Session: MON 723-757-Renin-Angiotensin-Aldosterone System/Endocrine Hypertension
Bench to Bedside
Poster Board MON-752
Methods: Adrenal glands and blood were collected from 11-week old Sprague-Dawley rats fed with either normal salt diet (NS) or SDef for 3 days. Blood was used for measurement of serum aldosterone. Adrenal glands were used for immunohistochemistry and laser-capture microdissection.
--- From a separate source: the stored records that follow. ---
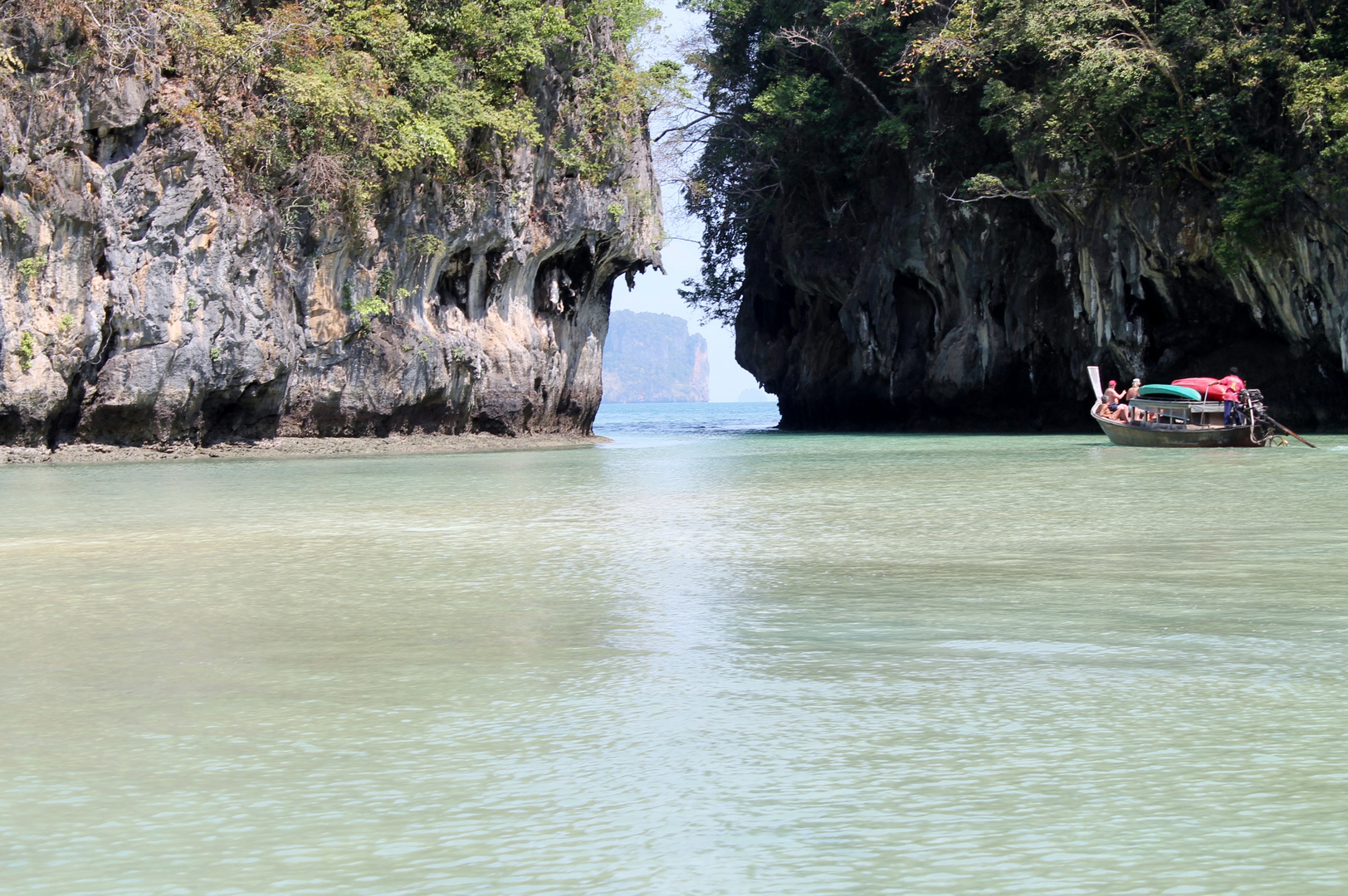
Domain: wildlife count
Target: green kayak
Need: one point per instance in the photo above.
(1158, 391)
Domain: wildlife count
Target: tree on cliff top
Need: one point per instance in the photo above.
(809, 99)
(336, 96)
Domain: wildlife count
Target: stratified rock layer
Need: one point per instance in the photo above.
(146, 298)
(920, 311)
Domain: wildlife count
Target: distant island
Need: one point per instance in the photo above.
(652, 358)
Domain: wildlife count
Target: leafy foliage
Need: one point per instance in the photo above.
(27, 351)
(330, 99)
(1246, 99)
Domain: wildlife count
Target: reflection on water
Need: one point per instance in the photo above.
(696, 660)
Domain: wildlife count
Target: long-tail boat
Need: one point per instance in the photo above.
(1170, 421)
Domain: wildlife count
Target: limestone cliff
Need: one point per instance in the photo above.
(147, 297)
(928, 313)
(652, 358)
(945, 212)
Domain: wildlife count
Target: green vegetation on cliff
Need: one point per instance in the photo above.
(337, 96)
(810, 99)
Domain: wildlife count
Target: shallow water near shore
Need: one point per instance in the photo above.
(706, 658)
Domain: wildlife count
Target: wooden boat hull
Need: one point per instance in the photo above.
(1151, 436)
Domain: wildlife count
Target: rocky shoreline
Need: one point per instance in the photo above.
(297, 446)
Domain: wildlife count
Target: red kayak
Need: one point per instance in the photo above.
(1204, 386)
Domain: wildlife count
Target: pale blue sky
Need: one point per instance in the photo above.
(659, 293)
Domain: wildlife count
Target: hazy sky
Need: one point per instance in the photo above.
(659, 293)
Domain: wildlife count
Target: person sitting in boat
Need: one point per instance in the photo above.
(1115, 403)
(1132, 391)
(1235, 386)
(1116, 412)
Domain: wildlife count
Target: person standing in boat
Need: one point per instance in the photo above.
(1235, 386)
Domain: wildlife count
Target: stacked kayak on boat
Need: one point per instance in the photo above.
(1179, 416)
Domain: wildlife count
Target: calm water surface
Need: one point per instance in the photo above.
(706, 658)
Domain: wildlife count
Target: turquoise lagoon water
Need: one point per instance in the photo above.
(706, 658)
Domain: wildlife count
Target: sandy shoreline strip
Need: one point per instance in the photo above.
(93, 453)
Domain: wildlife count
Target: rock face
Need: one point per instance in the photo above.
(652, 358)
(918, 311)
(146, 298)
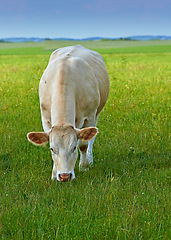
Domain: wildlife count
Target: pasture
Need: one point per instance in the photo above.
(126, 193)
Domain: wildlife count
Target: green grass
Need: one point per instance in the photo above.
(125, 195)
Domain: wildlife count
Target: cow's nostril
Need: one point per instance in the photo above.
(65, 177)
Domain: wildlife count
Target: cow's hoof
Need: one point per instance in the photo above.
(84, 167)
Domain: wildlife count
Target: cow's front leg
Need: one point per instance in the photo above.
(54, 172)
(84, 163)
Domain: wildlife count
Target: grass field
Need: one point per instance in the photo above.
(126, 194)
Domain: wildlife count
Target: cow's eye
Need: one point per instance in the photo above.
(73, 150)
(52, 150)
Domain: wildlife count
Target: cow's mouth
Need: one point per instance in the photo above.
(65, 177)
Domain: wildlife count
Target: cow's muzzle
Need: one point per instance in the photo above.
(65, 177)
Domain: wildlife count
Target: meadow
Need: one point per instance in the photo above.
(126, 193)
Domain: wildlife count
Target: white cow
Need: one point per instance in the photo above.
(73, 90)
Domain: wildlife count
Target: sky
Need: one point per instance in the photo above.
(84, 18)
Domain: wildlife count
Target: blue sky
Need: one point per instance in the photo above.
(84, 18)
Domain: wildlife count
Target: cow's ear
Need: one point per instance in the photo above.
(87, 134)
(38, 138)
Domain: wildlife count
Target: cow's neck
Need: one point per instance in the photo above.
(63, 104)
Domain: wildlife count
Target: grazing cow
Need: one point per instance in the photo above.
(73, 90)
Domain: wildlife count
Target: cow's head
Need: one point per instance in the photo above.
(63, 142)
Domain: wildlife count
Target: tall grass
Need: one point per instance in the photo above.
(125, 195)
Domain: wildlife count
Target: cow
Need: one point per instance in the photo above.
(73, 91)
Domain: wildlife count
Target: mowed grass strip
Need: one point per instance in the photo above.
(125, 195)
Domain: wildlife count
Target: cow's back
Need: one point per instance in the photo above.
(95, 62)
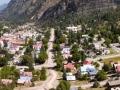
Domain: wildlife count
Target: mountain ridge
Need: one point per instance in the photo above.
(50, 10)
(3, 6)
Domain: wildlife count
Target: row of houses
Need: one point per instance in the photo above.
(25, 79)
(86, 68)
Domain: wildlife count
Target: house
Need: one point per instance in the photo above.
(118, 69)
(70, 77)
(2, 55)
(25, 78)
(6, 81)
(66, 49)
(88, 69)
(66, 55)
(26, 74)
(37, 46)
(114, 85)
(69, 65)
(91, 54)
(85, 36)
(106, 51)
(62, 45)
(97, 45)
(72, 28)
(22, 82)
(86, 63)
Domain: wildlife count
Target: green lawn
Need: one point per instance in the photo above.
(115, 59)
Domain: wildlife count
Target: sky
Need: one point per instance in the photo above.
(4, 1)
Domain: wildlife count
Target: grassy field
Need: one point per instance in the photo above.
(115, 59)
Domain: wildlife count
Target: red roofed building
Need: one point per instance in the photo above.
(86, 63)
(69, 65)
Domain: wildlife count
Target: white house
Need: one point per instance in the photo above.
(97, 46)
(70, 77)
(66, 49)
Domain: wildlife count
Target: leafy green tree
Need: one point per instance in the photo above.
(96, 84)
(46, 46)
(106, 67)
(27, 60)
(52, 89)
(63, 85)
(79, 88)
(43, 74)
(107, 42)
(45, 40)
(68, 70)
(85, 77)
(83, 57)
(3, 61)
(30, 43)
(56, 47)
(76, 57)
(62, 39)
(5, 43)
(64, 75)
(74, 50)
(59, 60)
(42, 57)
(28, 50)
(101, 75)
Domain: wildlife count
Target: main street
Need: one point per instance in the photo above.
(52, 77)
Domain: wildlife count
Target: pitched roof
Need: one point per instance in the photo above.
(22, 81)
(86, 63)
(6, 81)
(70, 78)
(26, 74)
(25, 78)
(118, 68)
(114, 83)
(69, 65)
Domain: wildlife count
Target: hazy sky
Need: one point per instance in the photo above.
(4, 1)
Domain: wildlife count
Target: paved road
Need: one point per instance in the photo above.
(84, 86)
(52, 78)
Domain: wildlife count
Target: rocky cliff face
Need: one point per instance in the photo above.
(48, 9)
(29, 9)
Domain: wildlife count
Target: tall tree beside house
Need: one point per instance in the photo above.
(96, 84)
(30, 43)
(79, 88)
(63, 85)
(76, 57)
(3, 61)
(43, 74)
(83, 57)
(59, 61)
(64, 74)
(5, 43)
(42, 57)
(45, 40)
(28, 50)
(101, 75)
(27, 60)
(106, 67)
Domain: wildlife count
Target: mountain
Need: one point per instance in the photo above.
(55, 11)
(3, 6)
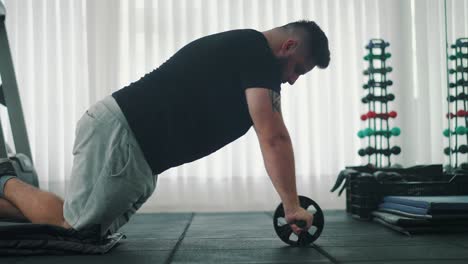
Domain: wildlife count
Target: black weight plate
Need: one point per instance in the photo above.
(284, 230)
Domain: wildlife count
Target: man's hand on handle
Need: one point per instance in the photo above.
(299, 214)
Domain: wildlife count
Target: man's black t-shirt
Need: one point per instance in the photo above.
(195, 103)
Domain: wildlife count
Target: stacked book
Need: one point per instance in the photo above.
(423, 214)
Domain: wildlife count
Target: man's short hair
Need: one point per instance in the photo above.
(315, 39)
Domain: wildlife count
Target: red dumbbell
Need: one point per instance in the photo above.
(460, 113)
Laser-captured samples were used for microarray analysis (Affimetrix).
Results: Serum aldosterone was much higher in SDef (792.4 ± 503.7 pg/mL) than in NS (55.3 ± 41.3 pg/mL, p<0.01). Immunohistochemistry showed that both NS and SDef rats had aldosterone synthase (CYP11B2, essential for aldosterone production) positive cell layers beneath the adrenal capsule. Therefore, we laser-captured an enriched population of CYP11B2-positive cells from the zG of both NS and SDef rats, as described previously 2. Although not statistically significant, microarray showed an enrichment of Cyp11b2 mRNA in SDef zG compared to NS zG (1.4x). In addition, the microarray analysis indicated that 79 transcripts were up-regulated in SDef. Interestingly, most of the up-regulated transcripts were involved in cell cycle regulation and/or proliferation. The 5 transcripts with the greatest up-regulation were cyclin-dependent kinase inhibitor 3 (11.6x); ribonucleotide reductase M2 (7.2x); topoisomerase (DNA) II alpha (6.1x); proline rich 11 (6.0x); and TPX2, microtubule-associated, homolog (5.8x).
Summary and Conclusions: We defined the zG transcripts involved in RAS activation of aldosterone synthesis following 3 days of SDef. Most activated genes were associated with cell proliferation. These transcripts may have important roles in zG expansion.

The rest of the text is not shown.